Simply put, this is nonsense. In the case, David Nosal, a headhunter, left his employer to start a new firm, and brought several other employee’s along for the ride. Together, they used the password of a current employee of their former employer to access sensitive and proprietary data belonging to their former firm. This is, quite simply, hacking. Had they used a brute force attack to compromise their former employer’s data, it would be no different. As former employees, they simply were not allowed to access the system. Period.
I have my issues with many of our cybercrime laws. For instance, the defacement of a website is essentially the equivalent of spray painting your name on a building wall. In many ways it is actually less serious as it can typically be undone with a backup restore, and has almost zero cost associated with it. Compare that to the cost of having to hire someone to paint over or sandblast your wall. Yet the defacement of a website is a serious crime and the punishment for physical vandalism is typically very minor.
In Nosal’s case, however, the comparison to the real-world equivalent of his crime is pretty spot on.

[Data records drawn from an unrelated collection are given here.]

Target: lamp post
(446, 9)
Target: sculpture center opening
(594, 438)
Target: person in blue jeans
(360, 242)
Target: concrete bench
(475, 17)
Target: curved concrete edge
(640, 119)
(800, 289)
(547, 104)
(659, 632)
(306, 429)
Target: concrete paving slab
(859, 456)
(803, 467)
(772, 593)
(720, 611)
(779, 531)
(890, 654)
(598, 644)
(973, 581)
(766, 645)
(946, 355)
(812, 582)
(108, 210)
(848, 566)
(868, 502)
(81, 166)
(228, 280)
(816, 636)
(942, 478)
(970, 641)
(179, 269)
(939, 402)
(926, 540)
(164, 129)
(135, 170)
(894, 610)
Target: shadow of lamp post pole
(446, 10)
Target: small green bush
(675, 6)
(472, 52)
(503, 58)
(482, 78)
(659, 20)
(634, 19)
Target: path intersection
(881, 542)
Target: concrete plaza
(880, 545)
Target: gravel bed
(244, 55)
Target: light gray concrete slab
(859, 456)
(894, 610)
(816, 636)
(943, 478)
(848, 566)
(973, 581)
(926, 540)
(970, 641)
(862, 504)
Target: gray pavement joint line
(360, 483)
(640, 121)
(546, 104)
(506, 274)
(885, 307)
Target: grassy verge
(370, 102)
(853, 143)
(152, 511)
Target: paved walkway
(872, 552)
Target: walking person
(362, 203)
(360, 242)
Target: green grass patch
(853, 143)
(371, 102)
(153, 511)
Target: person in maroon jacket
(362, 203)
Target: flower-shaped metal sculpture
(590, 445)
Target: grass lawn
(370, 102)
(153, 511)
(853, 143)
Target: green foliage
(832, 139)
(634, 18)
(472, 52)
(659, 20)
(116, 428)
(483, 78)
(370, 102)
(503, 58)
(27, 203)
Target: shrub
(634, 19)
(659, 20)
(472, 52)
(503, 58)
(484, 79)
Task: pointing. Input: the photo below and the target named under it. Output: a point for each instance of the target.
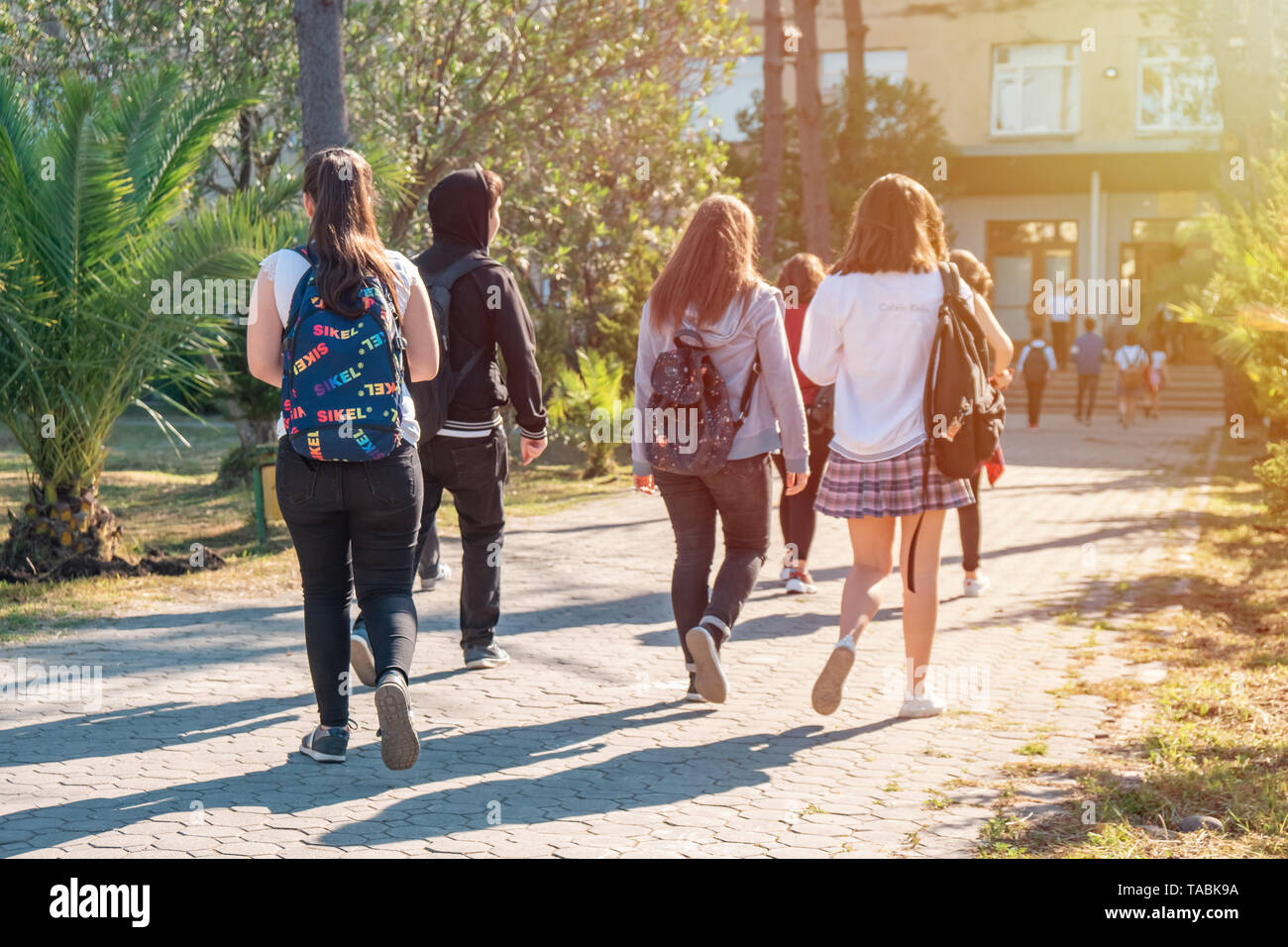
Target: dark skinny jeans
(373, 508)
(739, 495)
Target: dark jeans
(374, 509)
(739, 495)
(967, 521)
(797, 514)
(1060, 342)
(1087, 385)
(1034, 390)
(475, 471)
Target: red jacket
(795, 318)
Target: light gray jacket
(776, 419)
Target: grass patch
(166, 496)
(1216, 740)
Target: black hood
(459, 209)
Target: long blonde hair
(713, 264)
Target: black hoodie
(459, 210)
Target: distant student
(1132, 363)
(1089, 351)
(1157, 375)
(798, 282)
(870, 331)
(1035, 363)
(711, 298)
(975, 582)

If Nosal had been employed by a department store, quit, then got his buddy the night-shift stock clerk to open the door so he could come in and steal all of their clothing to resell it, he still stole the clothing. It doesn’t matter that he had a friend on the inside. In fact, the friend on the inside should be charged as well for facilitating the burglary. The tech blogs, however, want to draw a different comparison. They want you to believe that his friend helping to steal from Target is the same as his friend simply lending Nosal the key to his house despite the fact that his roommate was home.
To be clear, nobody was charged with sharing a password. Nosal was charged with illegally accessing a proprietary database to steal something of value from a system he was not authorized to access. The facts of the case are not in dispute. The Computer Fraud and Abuse Act, under which Nosal was tried, was meant to handle exactly this sort of incident – an individual circumventing prohibitions on system access to steal something of great value.
The comparison to sharing a Netflix password, specifically, is completely ridiculous given that Netflix actively encourages you to share your account by allowing you to specify multiple account users. Nothing in this decision makes that illegal.
If the tech community wanted to make a sensationalist claim, a more apt comparison might be the sharing of an Amazon password to get a Prime discount tomorrow. Even that, however, is not an apt comparison as you are still paying for the goods, albeit at a savings. You are still paying the full price that any Prime member would pay. The CFAA does, however, give Amazon the legal authority to prosecute that if they would like to do so.
Despite the wishes of the “everything should be free” crowd, their is still a concept of ownership. The CFAA decision reinforces that concept and holds individuals (in this case Nosal) responsible for theft of goods owned by someone else. Despite the public outcry, this decision was rightly decided and is, in fact, a feature of the law, not a bug.